The young male wasn’t an Olympic athlete in training, but his daily movements were tracked and recorded with amazing precision. He wasn’t on a crash diet, but what he ate was well-known, along with where and when he ate it. He wasn’t a patient with a rare or fatal disease, but his entire genome was sequenced. And he wasn’t a crime victim, although his violent death at a young age was determined by lab work and an arduous field investigation.
The young male was M198, one of the first cougars fitted with a special tracking collar that is a cornerstone of the Yellowstone Cougar Project. Begun in 2014, the planned five-year study is using a range of high-tech, non-invasive methods to better understand how many cougars live in the park—particularly in the northern range. The project also studies how the big cats fit into the larger ecosystem of major predators in Yellowstone National Park that includes grizzly bears and gray wolves.
Yellowstone wildlife biologist Dan Stahler leads the Cougar Project, which uses a combination of tracking collars, genetic analysis, camera traps and field work to “reveal the fascinating ecology of how cougars are connected to this wild landscape.”
Also known as pumas, mountain lions and panthers, cougars are elusive and solitary. Their range runs from Canada to South America, but cougars were eliminated from Yellowstone early in the 20th century. By the 1980s, they were returning to the park on their own.
Even as wolves and grizzlies have rebounded and elk numbers have declined over the past two decades, cougars appear to be holding their own. Yellowstone remains an important reservoir for regional cougar populations, as the younger males disperse to surrounding areas to avoid clashes with established toms, which are fiercely territorial. It was a larger tom that killed M198, as Stahler details in Episode 3 of the Yellowstone National Park science podcast Telemetry.

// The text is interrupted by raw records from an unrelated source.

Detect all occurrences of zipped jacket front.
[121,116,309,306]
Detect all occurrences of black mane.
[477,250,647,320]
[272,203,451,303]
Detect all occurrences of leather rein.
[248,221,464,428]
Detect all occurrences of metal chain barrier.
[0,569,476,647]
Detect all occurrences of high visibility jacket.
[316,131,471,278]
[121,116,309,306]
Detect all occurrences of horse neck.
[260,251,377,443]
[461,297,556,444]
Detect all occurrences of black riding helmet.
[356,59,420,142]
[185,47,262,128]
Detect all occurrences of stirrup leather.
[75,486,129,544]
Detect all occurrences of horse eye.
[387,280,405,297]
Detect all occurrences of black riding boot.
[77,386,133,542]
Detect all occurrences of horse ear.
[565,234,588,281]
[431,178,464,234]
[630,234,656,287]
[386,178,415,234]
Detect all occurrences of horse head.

Wolves and cougars use the same habitat, Stahler said, but “cougars are drawn to steep terrain like river canyons or thicker forest,” allowing them to exploit “a niche in the landscape while surrounded by competing predators.”
But that also makes the secretive cats tough to track and study, which is where the cutting-edge collars used by the Cougar Project come into play. The GPS tracking collars have batteries that can last up to two years. They’re also equipped with accelerometers, similar to a FitBit or iPhone, that can yield fine-scale data about movement, and even head posture.
Researchers can track where a cougar hunts, feeds, rests and sleeps. They can compare that data to a library of calibrated benchmarks measured from captive cougars—including oxygen and calorie usage from cougars running on treadmills—to gain amazing insights into Yellowstone cougars’ habits.
Using GPS location data, researchers visit kill sites after a cougar moves on. They examine the remains of its prey and collect cougar hair, scat and even blood for DNA sampling.
Field technicians gather similar samples each winter from un-collared cougars by following their tracks in the snow. They also use snow tracks to find and record signs of bears, wolves and ungulates in the same area.
Genetic analysis has identified 22 individual cougars in Yellowstone, Stahler said, and statistical models indicate the northern range is home to 25-35 cougars, about the same as a decade ago.
Researchers have also fitted Yellowstone wolves with the same kind of collars, and plan to combine and compare data to learn more about how cougars and wolves use their shared habitat. Wolves hunt in packs and chase their prey, while cougars hunt alone and ambush their quarry. They hunt mainly elk, but also feed on deer, marmots, grouse and even porcupines, Stahler said.
“That’s an exciting part of the science,” Stahler said of the wolf and cougar projects, both funded in part by Yellowstone Forever and other partners. “I’m unaware of any other place in the world that has those kind of collars on multiple predators.”
For frequent park visitors like Maureen Noland of Staten Island, New York, the Cougar Project will offer new insights about an animal she’s seen only once, despite making regular trips to Yellowstone for decades.
Noland recalled a trip 15 years ago when she stopped in the Lamar Valley to watch two mule deer standing frozen, like statues.
“We followed their gaze and there was a cougar just casually walking toward them,” she said.
As she fumbled to change camera lenses, the cougar moved off into the woods. Though Noland missed the shot, “I still have the ‘photo’ engraved in my brain,” she said.
Billings, Montana photographer Dave Shumway has visited Yellowstone at least 150 times since 2005, and seen cougars during just a half-dozen of those trips. Only once was he able to photograph one.
“Most of the encounters are distant and brief. Other than seeing a lynx, wolverine or a Yeti,” he joked, “the mountain lion is one of those incredibly rare things that, if you pay close attention and visit Yellowstone frequently, you might get to see once or twice in a lifetime.”
That’s why the Cougar Project is a key part of the predator research being done in Yellowstone, Stahler said.
“Because they’re rarely seen or heard, they’re often kind of forgotten,” he said. “It’s important to remind people about this other carnivore playing an important role in Yellowstone.”